I understand that this is considered a best practice, but this really seems pointless!
Solution 1:
Note: Content in dispute, refer to comments for both answers. Errors have been found and this Q&A is in need of an overhaul.
I'm removing the accept from this answer for the time being until the state of this canonical Q&A is properly addressed. (deleting this answer would also delete the attached comments, which isn't the way to go IMO. probably going to turn it into a community wiki answer after extensive editing.)
I could quote RFCs here and use technical terms, but this is a concept that gets missed by a lot of people on both ends of the knowledge spectrum and I'm going to try to answer this for the broader audience.
I understand that this is considered a best practice, but this really seems pointless!
It may seem pointless...but it's actually not!
Recursive servers are very good at remembering when remote servers do not respond to a query, particularly when they retry and still never see a reply. Many implement negative caching of these communication failures, and will temporarily put unresponsive nameservers in the penalty box for a period of time no greater than five minutes. Eventually this "penalty" period expires and they will resume communication. If the bad query fails again they go right back into the box, otherwise it's back to business as usual.

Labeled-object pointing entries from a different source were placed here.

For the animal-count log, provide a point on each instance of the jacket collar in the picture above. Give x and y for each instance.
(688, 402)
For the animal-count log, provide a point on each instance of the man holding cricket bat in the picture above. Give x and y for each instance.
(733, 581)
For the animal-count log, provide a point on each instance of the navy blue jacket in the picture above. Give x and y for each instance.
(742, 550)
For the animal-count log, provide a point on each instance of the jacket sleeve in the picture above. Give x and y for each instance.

This is where we run into the single nameserver problem:
- The penalty period is by nature of implementation always going to be greater than or equal to the duration of the network problem. In almost all cases it will be greater, to a maximum of an additional five minutes.
- If your single DNS server goes into the penalty box, the query associated with the failure is going to be completely dead for the full duration.
- Brief routing interruptions happen on the internet more than most people realize. TCP/IP retransmissions and similar application safeguards do a good job of hiding this from the user, but it's somewhat unavoidable. The internet does a good job of routing around this damage for the most part due to safeguards built into the various standards that support the network stack...but that also includes the ones built into DNS, and having geo-redundant DNS servers is a part of that.
Long story short, if you go with a single DNS server (this includes using the same IP address multiple times across NS
records), this is going to happen. It's also going to happen a lot more than you realize, but the problem will be so sporadic that the odds of the failure 1) being reported to you, 2) being reproduced, and 3) being tied to this specific problem are extremely close to zero. They pretty much were zero if you came into this Q&A not knowing how this process worked, but thankfully that shouldn't be the case now!
Should this bother you? It's not really my place to say. Some people won't care about this five minute interruption problem at all, and I'm not here to convince you of that. What I am here to convince you is that you do in fact sacrifice something by only running a single DNS server, and in all scenarios.